The Department of Finance (DOF) has given up on its wish for Congress to pass before year-end the second tax reform package aimed at slashing the corporate income tax rate while rationalizing the fiscal perks that investors are enjoying.

Finance Secretary Carlos G. Dominguez III told reporters Monday he hoped that lawmakers would make use of the remaining time before the elections to pass the Tax Reform for Attracting Better and High-quality Opportunities (Trabaho) Act.

“It’s the last session week and they still have to look at martial law [extension in Mindanao], they haven’t finished the [proposed 2019 national] budget. We have to try again next year, I guess,” Dominguez said. He noted of the “risk,” however, given that “it’s near the elections.”

While the Lower House already passed the Trabaho bill in September, senators were lukewarm and warned of the effects of the bill especially on job creation.

Dominguez promised the second tax package would create 1.4 million jobs in the next 10 years for small-and-medium enterprises (SMEs), which are at a disadvantage compared to bigger companies protected by tax incentives.
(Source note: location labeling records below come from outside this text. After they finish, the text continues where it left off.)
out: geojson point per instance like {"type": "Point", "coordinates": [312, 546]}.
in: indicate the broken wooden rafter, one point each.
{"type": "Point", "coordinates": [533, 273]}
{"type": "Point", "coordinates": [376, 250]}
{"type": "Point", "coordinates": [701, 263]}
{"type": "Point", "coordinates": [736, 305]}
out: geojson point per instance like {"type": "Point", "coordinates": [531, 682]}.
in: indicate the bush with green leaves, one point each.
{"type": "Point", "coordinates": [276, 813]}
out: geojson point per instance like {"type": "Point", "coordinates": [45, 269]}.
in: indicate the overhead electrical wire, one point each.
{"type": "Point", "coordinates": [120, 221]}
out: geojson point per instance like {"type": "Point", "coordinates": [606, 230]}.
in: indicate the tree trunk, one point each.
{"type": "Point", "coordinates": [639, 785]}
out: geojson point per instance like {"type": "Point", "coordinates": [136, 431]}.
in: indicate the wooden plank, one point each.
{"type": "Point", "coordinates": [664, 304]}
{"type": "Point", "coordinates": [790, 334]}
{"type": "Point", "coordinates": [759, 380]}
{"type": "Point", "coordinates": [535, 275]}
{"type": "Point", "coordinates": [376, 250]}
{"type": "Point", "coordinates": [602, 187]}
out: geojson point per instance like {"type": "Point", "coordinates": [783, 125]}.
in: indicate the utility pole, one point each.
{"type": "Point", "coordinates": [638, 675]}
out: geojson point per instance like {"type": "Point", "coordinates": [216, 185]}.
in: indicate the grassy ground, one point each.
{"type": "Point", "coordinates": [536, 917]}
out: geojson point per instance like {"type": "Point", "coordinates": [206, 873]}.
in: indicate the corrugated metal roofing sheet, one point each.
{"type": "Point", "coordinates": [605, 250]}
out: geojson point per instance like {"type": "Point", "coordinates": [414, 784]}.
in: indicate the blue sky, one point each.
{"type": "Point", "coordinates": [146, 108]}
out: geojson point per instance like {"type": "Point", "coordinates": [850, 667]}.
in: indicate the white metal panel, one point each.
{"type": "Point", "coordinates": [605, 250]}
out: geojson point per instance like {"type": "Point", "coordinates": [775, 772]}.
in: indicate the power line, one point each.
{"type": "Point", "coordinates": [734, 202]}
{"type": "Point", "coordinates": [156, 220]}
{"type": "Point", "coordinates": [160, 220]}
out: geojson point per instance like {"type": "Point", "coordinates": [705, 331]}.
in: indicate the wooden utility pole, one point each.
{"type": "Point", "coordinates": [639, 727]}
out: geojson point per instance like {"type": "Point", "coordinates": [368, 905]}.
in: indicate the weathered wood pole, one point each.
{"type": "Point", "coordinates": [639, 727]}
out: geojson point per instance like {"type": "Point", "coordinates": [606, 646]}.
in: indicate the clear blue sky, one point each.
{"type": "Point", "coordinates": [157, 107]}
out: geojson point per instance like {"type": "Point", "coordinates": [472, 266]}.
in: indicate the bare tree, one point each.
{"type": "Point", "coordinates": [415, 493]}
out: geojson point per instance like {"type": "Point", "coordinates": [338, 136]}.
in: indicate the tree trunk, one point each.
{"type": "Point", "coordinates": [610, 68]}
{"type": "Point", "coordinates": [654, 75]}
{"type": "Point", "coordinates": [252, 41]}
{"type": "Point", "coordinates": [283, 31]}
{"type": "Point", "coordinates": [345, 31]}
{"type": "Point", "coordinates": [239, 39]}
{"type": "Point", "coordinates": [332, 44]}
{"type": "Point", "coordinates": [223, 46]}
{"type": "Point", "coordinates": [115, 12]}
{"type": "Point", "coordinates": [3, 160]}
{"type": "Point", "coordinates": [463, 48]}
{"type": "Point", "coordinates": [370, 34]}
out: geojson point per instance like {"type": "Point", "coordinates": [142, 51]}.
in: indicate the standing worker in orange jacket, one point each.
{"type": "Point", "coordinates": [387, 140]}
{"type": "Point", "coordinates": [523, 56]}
The Trabaho bill will also gradually cut to 20 percent the corporate income tax rate, which at 30 percent currently is the highest in the Asean region.

“If you examine the proposal more closely, you will see that the new incentive regime being pushed by the Duterte administration is even more attractive for those who wish to do the country good while doing well,” Dominguez said.

He clarified the perks were not being scrapped.

“[We just want the] incentives to be performance-based, time-bound, specifically targeted and fully transparent. We want the incentives to foster better forward and backward linkages with the domestic economy, increase hiring of local workers and cause more transfers of technology,” the Finance chief earlier said.